In this connection, it should be noted that the Chapter 36 articles specify no minimum sentences, and that sentences for white-collar crimes are notoriously light in Taiwan. There are a number of reasons for this. First of all, the reality is that white-collar criminals anywhere in the world tend to be treated more leniently than street criminals because they look "cleaner," and because they have more in common with judges--typically having attended university, having steady jobs and living in middle-class neighborhoods.
Furthermore, judges generally have little knowledge of business realities and are not very computer savvy. Consequently, they tend to view most forms of computer crime as rather innocuous, and it is hard for prosecutors to convince them of the necessity for harsh punishment.

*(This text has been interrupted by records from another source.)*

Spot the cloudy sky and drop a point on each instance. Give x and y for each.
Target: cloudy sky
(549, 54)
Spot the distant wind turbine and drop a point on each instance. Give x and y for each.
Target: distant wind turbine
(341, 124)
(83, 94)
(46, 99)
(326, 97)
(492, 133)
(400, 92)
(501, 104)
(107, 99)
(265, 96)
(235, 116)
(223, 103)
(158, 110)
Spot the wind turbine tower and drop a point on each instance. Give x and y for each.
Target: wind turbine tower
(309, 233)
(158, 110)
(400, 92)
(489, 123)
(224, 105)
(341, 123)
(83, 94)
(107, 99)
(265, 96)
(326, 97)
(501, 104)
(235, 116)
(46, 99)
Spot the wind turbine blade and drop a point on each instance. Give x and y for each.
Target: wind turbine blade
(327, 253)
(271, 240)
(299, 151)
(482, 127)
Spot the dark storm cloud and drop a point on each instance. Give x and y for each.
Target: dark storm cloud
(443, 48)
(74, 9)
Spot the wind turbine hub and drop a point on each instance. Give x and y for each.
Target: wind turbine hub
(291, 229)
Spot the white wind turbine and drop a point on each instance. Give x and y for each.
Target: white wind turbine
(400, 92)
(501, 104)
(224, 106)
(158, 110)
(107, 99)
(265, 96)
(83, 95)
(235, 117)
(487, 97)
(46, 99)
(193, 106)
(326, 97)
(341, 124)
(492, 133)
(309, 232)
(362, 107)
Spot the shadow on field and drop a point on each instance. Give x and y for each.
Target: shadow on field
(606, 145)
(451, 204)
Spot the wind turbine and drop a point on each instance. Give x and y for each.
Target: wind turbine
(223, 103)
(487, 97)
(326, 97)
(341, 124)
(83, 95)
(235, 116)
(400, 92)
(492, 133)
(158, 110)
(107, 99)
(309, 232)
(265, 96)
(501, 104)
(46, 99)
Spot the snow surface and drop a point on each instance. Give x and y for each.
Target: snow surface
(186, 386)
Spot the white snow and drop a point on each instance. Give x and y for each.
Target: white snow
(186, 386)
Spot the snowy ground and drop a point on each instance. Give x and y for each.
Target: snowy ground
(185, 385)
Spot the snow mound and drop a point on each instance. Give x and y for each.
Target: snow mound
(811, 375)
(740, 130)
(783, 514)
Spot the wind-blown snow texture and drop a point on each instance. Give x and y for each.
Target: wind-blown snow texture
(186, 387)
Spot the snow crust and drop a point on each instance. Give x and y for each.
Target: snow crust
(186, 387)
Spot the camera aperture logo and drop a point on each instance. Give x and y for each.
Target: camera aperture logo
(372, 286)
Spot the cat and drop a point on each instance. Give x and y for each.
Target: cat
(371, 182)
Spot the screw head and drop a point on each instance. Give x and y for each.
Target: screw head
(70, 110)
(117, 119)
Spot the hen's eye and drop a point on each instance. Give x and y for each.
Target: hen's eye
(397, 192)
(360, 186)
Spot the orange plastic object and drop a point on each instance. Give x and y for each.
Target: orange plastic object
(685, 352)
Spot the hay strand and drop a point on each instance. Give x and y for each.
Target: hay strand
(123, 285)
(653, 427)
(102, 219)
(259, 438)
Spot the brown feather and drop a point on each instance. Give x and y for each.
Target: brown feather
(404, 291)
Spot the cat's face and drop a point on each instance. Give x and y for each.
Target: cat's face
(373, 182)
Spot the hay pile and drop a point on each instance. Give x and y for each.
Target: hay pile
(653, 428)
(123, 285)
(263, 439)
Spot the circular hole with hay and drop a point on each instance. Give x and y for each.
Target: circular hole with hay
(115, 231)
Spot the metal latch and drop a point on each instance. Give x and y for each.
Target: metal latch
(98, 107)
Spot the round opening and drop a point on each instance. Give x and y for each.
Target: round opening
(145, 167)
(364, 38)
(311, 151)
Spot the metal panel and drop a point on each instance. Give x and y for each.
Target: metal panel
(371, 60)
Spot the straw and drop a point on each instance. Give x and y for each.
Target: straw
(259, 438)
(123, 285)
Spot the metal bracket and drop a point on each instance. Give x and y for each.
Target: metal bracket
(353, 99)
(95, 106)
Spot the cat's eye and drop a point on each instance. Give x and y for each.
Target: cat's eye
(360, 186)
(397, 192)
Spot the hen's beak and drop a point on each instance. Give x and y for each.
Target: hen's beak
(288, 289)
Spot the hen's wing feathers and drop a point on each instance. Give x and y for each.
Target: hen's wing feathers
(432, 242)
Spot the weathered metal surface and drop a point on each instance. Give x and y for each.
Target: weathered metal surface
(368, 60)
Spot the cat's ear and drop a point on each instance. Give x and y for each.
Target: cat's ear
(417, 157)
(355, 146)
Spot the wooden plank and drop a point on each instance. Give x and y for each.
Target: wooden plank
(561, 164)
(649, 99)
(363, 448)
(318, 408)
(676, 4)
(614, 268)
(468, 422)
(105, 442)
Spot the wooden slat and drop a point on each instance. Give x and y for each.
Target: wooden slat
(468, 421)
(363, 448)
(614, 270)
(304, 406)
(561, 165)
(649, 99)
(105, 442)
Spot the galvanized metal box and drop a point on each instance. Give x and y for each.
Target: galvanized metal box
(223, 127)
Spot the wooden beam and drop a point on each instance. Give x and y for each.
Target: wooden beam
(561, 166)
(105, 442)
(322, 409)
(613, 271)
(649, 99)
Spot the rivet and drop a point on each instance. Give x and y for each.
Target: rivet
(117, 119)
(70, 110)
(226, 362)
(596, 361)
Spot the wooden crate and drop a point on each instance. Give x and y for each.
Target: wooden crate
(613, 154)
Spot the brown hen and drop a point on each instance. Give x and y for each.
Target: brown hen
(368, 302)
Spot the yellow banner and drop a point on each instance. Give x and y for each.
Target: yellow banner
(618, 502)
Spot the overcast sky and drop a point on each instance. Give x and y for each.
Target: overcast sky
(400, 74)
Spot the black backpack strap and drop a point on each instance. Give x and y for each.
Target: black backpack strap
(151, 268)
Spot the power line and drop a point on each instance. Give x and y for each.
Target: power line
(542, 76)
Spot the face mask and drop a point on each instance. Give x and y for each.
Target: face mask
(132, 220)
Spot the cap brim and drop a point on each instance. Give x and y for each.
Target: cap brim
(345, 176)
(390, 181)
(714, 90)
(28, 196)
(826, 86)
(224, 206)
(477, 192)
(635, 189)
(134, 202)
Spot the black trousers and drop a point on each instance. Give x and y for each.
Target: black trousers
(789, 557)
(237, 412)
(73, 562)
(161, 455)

In the case of physical burglary, the burglar must have tools to break into a building--lock picks, "jimmies," wire cutters and the like. Cyberburglars likewise need tools. Article 362 addresses this reality, stating, "Creating computer programs specifically for the perpetration, by himself or by others, of a crime set forth in this chapter shall be punished by up to five years in prison, jail, or fines of up to NT$200,000, or both, if this act has resulted in damage to the public interest or the private interest of individuals." Prosecutions in Taiwan fall into two categories: those which require a plaintiff and those which do not. A plaintiff is someone willing to press charges and cooperate with the prosecutor's investigation. Whether prosecution of an alleged offense requires a plaintiff or not is specified in the criminal code on a crime-by-crime basis. In the case of Chapter 36, Article 363 states, "The provisions of Articles 358 to 360 shall apply only after a prosecution is instituted upon complaint." If a plaintiff is required but no one is willing to "step forward" and file charges, then the prosecutor cannot take action. This differs from cases of violation of criminal laws in the United States, where the wishes of the victim are irrelevant and suspects may be prosecuted based exclusively on the prosecutor's decision.

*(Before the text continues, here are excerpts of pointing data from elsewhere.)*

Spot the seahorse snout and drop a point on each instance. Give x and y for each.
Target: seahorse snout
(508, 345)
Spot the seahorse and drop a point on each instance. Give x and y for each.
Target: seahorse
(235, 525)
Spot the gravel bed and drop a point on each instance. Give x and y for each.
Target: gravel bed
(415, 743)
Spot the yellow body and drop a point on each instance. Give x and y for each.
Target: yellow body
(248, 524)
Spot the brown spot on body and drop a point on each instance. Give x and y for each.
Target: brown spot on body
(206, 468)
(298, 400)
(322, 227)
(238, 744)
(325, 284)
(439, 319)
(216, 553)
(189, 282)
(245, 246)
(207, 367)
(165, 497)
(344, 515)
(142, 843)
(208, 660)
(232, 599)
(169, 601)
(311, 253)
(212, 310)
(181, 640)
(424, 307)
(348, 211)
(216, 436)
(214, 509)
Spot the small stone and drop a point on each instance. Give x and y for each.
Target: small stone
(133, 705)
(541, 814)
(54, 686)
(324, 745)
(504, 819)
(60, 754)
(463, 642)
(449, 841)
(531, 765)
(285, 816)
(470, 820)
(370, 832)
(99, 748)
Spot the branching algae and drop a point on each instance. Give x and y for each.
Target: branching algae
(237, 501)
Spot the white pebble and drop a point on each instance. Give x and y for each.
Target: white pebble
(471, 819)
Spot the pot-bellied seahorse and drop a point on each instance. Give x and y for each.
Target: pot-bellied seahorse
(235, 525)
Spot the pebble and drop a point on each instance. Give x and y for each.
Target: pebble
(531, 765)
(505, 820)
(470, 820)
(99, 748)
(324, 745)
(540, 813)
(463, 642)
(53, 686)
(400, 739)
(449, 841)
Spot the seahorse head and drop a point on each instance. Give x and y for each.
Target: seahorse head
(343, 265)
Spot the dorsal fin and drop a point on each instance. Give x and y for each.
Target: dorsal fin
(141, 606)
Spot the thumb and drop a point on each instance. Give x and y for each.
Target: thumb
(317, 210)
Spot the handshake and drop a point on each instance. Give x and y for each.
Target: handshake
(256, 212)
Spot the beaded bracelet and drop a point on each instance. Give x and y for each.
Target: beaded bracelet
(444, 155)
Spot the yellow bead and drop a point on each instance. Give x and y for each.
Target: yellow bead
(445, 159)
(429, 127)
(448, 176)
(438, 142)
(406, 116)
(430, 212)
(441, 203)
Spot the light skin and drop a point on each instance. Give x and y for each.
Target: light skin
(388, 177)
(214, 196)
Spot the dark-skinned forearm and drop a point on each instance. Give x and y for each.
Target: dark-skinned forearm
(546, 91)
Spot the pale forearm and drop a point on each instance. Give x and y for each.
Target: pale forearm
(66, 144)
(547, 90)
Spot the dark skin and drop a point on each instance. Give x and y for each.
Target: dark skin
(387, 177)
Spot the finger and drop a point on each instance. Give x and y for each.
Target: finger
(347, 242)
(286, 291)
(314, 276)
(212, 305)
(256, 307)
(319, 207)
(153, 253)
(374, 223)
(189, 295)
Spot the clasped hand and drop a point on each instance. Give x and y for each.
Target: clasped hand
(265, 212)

There is a definite logic to Article 363, however. As the official commentary points out, "If the victim has no intention to make a complaint and does not cooperate in the investigation, the investigation cannot be expected to proceed effectively. Therefore, the system of 'prosecution upon complaint' is adopted to resolve these kinds of disputes and reduce the sources of lawsuits. In addition, adopting this approach will enable the nation to concentrate its limited investigation and judicial resources on serious computer offenses." The mention of "limited resources" in the commentary serves as a reminder that although the passage of the new legislation is an important, positive step, in order for it to have much meaning, prosecutors and police must be supported with resources sufficient to enable them to fight cybercrime. As the official commentary correctly remarks, "Criminal laws are not all-powerful." Enforcement needs to be made a priority, and it is indeed being made a priority in Taiwan, much to its credit.